Authorised by Academic Registrar, April 1996
Objectives The objectives of this subject are for students to be able to employ any of a suite of numerical approximation techniques, to solve a nonlinear equation in a single variable; find an interpolating polynomial, using limited data; solve a system of linear equations; estimate the eigenvalue (with largest magnitude) for a matrix; estimate the value of a definite integral; solve a nonlinear differential equation or find a `best fit' representation of a function; have a good idea of the likely numerical imprecision inherent in the results, and know (in some instances) ways to reduce such inaccuracies.
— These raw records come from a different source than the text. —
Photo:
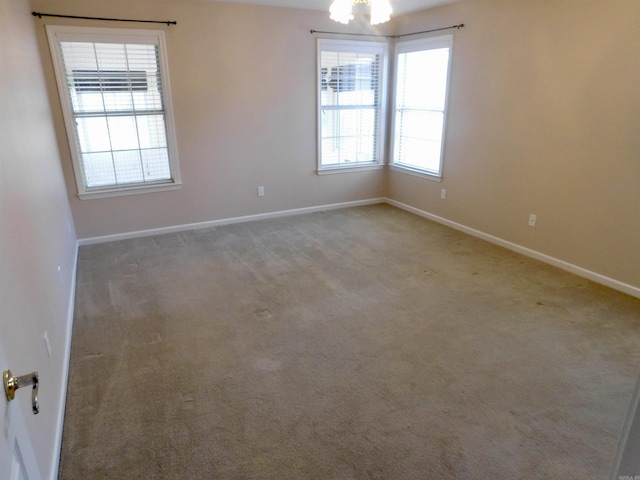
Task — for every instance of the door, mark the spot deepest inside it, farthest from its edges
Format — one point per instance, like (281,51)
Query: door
(17,459)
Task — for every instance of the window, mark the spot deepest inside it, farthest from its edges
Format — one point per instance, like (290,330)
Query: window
(351,100)
(114,89)
(421,79)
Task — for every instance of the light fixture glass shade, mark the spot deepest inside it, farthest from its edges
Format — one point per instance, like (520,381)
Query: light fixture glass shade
(341,11)
(380,11)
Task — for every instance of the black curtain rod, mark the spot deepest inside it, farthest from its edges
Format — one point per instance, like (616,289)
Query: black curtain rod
(391,36)
(40,15)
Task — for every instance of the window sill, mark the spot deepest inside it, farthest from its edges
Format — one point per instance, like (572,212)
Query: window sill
(332,170)
(417,173)
(133,190)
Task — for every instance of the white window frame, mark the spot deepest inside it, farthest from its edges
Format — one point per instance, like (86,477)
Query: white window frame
(429,43)
(351,46)
(59,33)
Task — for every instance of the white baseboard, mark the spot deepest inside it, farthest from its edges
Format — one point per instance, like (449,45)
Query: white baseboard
(582,272)
(57,450)
(226,221)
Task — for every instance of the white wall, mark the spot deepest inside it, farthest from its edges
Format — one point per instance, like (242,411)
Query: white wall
(244,98)
(544,118)
(36,232)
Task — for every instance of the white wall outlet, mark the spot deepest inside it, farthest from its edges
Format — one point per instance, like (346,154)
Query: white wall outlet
(47,343)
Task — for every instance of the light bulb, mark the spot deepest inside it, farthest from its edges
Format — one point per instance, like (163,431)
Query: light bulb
(341,11)
(380,11)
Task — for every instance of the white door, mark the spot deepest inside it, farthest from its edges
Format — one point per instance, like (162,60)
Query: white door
(17,459)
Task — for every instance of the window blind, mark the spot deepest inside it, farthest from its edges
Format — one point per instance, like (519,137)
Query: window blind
(350,106)
(116,97)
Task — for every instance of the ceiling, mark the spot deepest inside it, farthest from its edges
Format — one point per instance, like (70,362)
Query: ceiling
(399,6)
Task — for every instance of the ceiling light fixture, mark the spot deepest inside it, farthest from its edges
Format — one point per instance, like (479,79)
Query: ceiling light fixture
(341,10)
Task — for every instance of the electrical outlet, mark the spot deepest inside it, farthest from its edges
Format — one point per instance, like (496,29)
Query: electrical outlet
(47,343)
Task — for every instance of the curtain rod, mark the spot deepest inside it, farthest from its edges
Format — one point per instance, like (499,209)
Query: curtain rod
(40,15)
(392,36)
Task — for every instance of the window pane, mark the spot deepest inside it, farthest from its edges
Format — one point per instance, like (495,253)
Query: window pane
(155,164)
(128,167)
(151,131)
(120,128)
(98,169)
(93,134)
(123,133)
(421,86)
(349,102)
(348,136)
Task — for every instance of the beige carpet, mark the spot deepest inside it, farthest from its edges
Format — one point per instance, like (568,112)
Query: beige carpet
(363,343)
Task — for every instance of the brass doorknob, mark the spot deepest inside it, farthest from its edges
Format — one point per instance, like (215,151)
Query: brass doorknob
(11,384)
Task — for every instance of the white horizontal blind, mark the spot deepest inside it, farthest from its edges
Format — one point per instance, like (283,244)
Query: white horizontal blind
(420,101)
(116,96)
(350,100)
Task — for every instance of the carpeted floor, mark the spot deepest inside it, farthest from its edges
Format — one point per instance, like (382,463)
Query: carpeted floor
(364,343)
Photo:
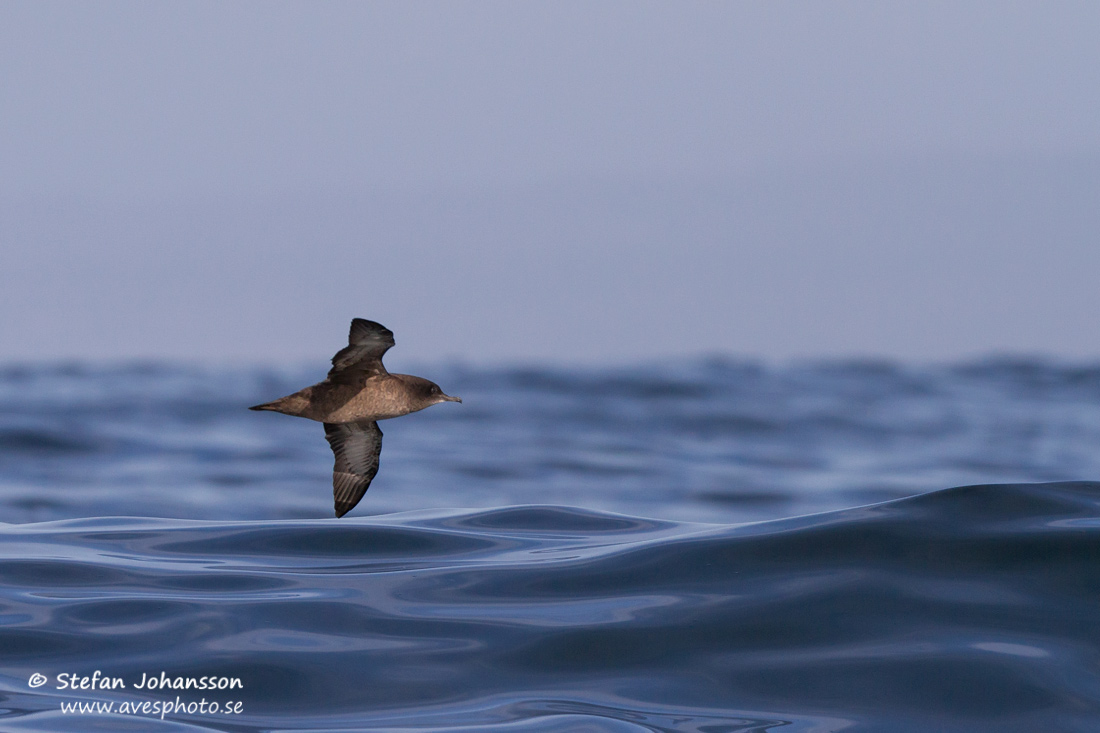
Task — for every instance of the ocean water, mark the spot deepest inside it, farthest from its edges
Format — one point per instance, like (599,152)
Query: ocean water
(706,546)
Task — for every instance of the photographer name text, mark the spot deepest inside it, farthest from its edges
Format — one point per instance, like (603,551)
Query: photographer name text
(163,681)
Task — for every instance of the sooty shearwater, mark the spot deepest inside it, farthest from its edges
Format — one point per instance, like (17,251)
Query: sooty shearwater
(356,393)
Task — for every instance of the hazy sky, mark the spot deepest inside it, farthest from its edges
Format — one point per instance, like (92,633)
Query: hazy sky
(572,181)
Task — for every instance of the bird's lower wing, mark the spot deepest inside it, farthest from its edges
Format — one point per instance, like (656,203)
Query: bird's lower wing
(356,447)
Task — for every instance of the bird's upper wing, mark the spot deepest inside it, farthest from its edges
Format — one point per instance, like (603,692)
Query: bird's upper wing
(356,447)
(362,357)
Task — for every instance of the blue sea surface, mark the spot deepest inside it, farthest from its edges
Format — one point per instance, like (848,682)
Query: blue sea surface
(706,546)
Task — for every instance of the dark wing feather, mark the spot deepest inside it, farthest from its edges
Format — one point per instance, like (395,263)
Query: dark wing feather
(356,447)
(362,357)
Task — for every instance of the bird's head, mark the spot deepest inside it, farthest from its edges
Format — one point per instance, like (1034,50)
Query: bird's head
(432,395)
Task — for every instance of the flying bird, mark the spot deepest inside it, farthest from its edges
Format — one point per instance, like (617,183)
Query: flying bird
(355,395)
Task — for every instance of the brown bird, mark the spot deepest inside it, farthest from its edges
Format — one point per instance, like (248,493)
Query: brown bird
(356,393)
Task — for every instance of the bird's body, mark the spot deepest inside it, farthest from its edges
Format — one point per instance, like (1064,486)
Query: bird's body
(356,393)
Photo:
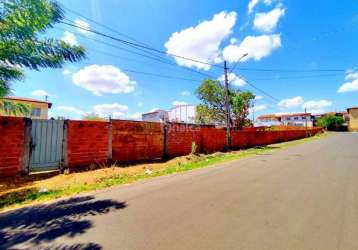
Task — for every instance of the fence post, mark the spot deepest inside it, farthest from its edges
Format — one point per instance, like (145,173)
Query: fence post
(166,127)
(26,157)
(64,162)
(110,136)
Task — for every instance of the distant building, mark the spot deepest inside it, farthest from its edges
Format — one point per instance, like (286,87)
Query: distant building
(156,116)
(183,113)
(353,119)
(297,119)
(38,109)
(268,120)
(294,119)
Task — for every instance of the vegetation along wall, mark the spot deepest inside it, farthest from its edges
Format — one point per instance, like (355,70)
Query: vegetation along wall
(100,142)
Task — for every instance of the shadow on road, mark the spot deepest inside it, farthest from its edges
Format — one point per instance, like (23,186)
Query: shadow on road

Synopsis This subject is intended to introduce some of the methods commonly used in numerical computations; to develop the theoretical bases of the algorithms, as well as assessing their likely accuracy and any possible difficulties. Areas covered include numerical methods for solving non-linear equations; solving systems of linear equations; numerical differentiation and integration; interpolation, least squares fitting, orthogonal polynomials; numerical solution of ordinary differential equations with initial and/or boundary conditions; comparisons of methods by operations count, order of convergence, error bounds, and empirical error estimates; introduction to the use of computer packages for numerical analysis. On-campus students are offered lectures and tutorials, supplemented by a textbook, study guides and readings. Ordinary assignments are corrected but do not count directly towards assessment.
Assessment Two assessment assignments: 40% + Examination: 60%